Bernardo Flores, pesquisador da Universidade Federal de Santa Catarina, e principal autor do estudo, expressou surpresa diante dos resultados. Segundo ele, a projeção de uma transição potencial do declínio florestal lento para o rápido ocorrer antes do esperado foi impactante. Flores alerta: “Em 2050, a situação se deteriorará rapidamente. Precisamos agir agora. Se ultrapassarmos o ponto crítico, perderemos o controle sobre o comportamento do sistema.”
A urgência das medidas transcende as fronteiras nacionais, uma vez que mesmo a interrupção local do desmatamento não será suficiente para evitar o colapso, a menos que ocorra uma redução global nas emissões de CO2, que perturbam o clima.
Durante milhões de anos, a floresta amazônica resistiu à variabilidade climática. No entanto, atualmente, a região enfrenta um estresse sem precedentes devido à seca, ao calor, aos incêndios e ao desmatamento, que estão penetrando até mesmo nas áreas centrais do bioma. Este cenário está alterando o funcionamento da floresta, reduzindo a precipitação em muitas áreas e transformando um sumidouro de carbono em uma fonte emissora.
Os alertas sobre um possível ponto de inflexão na Amazônia vêm sendo discutidos há duas décadas. O novo estudo, publicado na revista Nature, vai além, analisando cinco fatores de estresse hídrico e identificando limites críticos que, se ultrapassados, podem desencadear colapsos locais, regionais ou mesmo em todo o bioma.
Estima-se que, até 2050, entre 10% e 47% das florestas amazônicas estarão sujeitas a perturbações agravadas, capazes de desencadear transições inesperadas em todo o ecossistema, com efeitos negativos nas mudanças climáticas regionais.
Para evitar este cenário sombrio, o estudo aponta a necessidade de uma fronteira segura, que inclua uma zona tampão, mantendo o desmatamento em 10% da região amazônica e limitando o aquecimento global a 1,5ºC acima dos níveis pré-industriais.
Entretanto, já ultrapassamos esses limites. O estudo revela que 15% da Amazônia já foi desmatada, enquanto outros 17% foram degradados pela atividade humana, incluindo extração de madeira, incêndios e mineração.
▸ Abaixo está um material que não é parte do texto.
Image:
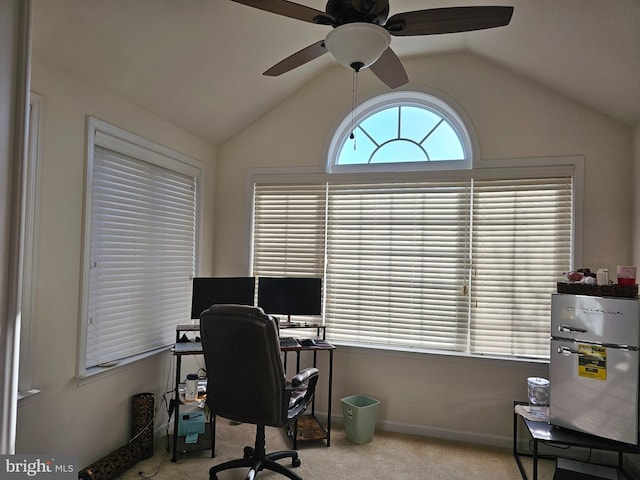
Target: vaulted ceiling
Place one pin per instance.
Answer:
(199, 63)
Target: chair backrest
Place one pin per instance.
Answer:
(246, 379)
Além disso, 38% da Amazônia podem estar enfraquecidos devido às secas prolongadas das últimas décadas.
Utilizando dados recentes, indicadores de tendências e modelagem computacional, o estudo delineou três cenários plausíveis: savana de areia branca, copa aberta degradada e floresta degradada – todos propícios a mais incêndios e secas.
As temperaturas durante a estação seca estão em média 2°C mais altas do que há 40 anos nas partes central e sul da Amazônia. Até 2050, os modelos preveem entre 10 e 30 dias secos adicionais e um aumento nas temperaturas máximas anuais entre 2°C e 4°C. Isso exporia a floresta e as populações locais a um calor potencialmente insuportável, reduzindo a produtividade florestal e a capacidade de armazenamento de carbono.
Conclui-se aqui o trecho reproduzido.